Progress understanding how hohlraum foam-liners can be used to improve laser beam propagation through hohlraum plasmas
ORAL
Abstract
The expansion of a laser-heated hohlraum wall can quickly fill the cavity and reduce or prevent propagation of other laser beams into the hohlraum. To delay such plasma filling, ignition hohlraums have typically used a high-density gas-fill or have been irradiated with a short (< 10 ns) laser pulse; the former can cause laser plasma instabilities (LPI), while a short laser pulse limits the design space required to reach symmetric implosions. Foam-liners are predicted to mitigate wall motion in a low gas-fill hohlraum, and so would enable the hohlraum to usefully drive a capsule over a longer duration. On the National Ignition Facility we have been engaged in two types of experiments to study foam-lined hohlraums.
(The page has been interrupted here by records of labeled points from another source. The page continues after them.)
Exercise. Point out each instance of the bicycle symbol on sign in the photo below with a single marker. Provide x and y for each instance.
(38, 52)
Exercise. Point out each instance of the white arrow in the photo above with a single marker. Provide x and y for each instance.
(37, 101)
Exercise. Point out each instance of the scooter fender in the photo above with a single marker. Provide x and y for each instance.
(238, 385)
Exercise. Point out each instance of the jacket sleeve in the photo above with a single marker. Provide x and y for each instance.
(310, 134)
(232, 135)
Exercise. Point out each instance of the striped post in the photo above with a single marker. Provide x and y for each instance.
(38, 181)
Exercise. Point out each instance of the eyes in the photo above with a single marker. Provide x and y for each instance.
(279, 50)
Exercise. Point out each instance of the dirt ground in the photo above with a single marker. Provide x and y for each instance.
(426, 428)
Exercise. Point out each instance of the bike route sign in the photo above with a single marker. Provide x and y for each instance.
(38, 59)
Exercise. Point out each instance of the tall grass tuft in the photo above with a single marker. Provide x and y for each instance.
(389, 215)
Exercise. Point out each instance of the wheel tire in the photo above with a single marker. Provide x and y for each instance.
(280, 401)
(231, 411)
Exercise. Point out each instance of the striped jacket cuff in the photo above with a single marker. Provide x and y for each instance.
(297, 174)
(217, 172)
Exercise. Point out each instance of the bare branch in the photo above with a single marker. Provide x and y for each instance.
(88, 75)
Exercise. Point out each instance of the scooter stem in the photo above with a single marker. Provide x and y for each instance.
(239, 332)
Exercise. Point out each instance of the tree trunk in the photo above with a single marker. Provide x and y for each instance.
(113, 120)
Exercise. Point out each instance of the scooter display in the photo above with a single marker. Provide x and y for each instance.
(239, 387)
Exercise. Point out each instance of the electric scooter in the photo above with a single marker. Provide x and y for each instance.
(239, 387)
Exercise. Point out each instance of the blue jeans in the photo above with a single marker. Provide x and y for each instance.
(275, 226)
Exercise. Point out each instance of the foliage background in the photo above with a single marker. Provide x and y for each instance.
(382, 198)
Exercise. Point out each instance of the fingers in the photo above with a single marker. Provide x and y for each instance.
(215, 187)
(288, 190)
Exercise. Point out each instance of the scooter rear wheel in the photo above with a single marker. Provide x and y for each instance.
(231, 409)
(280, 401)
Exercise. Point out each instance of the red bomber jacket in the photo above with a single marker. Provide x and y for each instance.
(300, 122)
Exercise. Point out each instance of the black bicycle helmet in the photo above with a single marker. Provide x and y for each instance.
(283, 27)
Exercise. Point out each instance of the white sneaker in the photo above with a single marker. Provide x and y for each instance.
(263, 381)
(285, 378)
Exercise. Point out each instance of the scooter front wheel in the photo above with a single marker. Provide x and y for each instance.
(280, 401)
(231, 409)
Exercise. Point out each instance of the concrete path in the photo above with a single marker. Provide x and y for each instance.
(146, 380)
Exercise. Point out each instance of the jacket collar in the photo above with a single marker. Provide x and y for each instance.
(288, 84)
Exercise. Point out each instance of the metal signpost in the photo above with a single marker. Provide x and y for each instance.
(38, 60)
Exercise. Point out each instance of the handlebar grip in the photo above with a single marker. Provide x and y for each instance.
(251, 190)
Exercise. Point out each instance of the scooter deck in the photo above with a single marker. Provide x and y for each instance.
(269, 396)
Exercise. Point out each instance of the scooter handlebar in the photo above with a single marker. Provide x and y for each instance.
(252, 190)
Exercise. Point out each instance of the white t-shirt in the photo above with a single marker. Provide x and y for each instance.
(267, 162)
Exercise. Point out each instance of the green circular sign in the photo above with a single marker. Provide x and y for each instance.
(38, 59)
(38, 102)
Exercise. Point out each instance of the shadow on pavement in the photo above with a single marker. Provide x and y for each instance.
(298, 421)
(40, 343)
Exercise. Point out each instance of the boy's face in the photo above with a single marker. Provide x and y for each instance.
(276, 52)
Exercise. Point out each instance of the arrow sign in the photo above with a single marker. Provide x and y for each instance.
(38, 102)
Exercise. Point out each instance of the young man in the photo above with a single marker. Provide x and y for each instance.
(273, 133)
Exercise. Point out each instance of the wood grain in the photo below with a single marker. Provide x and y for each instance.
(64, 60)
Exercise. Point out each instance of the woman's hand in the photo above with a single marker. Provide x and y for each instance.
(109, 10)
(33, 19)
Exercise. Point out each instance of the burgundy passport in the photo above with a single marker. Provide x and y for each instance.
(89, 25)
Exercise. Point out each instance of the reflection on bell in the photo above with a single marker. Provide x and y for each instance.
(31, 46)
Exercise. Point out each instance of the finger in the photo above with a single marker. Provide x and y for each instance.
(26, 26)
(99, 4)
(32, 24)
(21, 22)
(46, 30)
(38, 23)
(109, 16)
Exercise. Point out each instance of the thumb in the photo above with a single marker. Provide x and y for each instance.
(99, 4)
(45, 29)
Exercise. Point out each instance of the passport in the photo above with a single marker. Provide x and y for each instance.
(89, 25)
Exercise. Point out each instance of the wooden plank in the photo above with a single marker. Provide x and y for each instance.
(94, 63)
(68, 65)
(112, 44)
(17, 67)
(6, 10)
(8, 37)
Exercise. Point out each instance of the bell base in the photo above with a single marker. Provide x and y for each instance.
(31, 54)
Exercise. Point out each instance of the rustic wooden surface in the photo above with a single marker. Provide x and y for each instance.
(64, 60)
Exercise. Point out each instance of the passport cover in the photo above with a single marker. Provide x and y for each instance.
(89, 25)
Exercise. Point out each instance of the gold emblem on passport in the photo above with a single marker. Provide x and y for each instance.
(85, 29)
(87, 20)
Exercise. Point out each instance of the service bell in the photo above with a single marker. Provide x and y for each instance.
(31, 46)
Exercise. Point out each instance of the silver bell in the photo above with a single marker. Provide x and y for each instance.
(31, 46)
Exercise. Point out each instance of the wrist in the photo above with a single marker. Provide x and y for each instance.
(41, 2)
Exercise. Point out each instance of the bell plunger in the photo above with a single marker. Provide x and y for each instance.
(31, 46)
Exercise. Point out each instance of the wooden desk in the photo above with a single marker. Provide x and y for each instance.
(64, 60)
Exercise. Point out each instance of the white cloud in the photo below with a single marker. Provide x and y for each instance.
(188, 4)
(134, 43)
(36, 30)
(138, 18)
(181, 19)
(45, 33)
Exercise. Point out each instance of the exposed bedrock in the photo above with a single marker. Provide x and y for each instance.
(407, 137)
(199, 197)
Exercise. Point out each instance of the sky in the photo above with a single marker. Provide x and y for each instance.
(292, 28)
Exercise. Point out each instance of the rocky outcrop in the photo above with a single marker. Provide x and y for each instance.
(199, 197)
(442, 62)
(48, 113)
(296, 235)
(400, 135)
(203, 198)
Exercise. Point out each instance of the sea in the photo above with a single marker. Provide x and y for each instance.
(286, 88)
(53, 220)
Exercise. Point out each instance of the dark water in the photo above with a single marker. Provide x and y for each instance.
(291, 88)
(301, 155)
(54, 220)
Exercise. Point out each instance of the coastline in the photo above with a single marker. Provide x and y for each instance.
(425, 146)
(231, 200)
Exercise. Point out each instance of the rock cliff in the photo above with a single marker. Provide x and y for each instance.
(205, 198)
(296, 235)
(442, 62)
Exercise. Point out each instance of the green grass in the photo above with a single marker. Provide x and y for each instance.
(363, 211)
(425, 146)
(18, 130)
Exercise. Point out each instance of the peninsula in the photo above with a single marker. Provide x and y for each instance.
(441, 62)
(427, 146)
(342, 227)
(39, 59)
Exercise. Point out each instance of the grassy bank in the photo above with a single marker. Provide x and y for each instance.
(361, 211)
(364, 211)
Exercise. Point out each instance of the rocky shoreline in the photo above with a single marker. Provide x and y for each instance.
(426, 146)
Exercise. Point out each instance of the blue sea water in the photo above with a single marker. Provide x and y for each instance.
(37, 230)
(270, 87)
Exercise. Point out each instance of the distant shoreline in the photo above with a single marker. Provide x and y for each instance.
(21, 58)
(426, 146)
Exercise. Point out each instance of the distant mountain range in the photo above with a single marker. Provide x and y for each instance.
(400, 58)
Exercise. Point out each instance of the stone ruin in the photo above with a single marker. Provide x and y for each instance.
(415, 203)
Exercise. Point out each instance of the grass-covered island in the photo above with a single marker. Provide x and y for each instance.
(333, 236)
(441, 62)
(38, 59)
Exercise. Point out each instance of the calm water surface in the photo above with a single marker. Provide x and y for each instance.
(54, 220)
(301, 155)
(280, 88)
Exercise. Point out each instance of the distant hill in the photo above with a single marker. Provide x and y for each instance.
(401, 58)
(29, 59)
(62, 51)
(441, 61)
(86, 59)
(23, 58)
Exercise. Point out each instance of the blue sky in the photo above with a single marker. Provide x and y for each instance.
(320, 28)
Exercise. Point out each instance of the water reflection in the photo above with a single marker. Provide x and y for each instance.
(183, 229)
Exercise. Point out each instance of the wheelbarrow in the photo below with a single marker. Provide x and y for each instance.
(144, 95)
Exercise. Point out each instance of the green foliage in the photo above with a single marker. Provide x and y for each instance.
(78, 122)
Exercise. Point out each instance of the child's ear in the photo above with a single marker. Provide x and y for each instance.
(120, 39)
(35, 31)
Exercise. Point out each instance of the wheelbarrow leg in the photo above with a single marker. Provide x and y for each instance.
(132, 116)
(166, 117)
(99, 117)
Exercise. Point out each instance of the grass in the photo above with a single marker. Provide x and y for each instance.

The first aims to radiograph the expansion of a foam-lined Au wall in a cylindrical geometry and, using simulation, infer the location of the 1/4 $n_{crit}$ surface. We observe that a 20 mg/cc Ta$_2$O$_5$ foam, 200 µm thick delays the expansion of Au hohlraum wall by 0.5 - 0.7 ns. The second type introduces a Ta$_2$O$_5$ foam-liner into a hohlraum and are designed to measure the effect of the foam-liner on capsule drive.
*This work was performed under the auspices of the U.S. Department of Energy by Lawrence Livermore National Laboratory under Contract DE-AC52-07NA27344.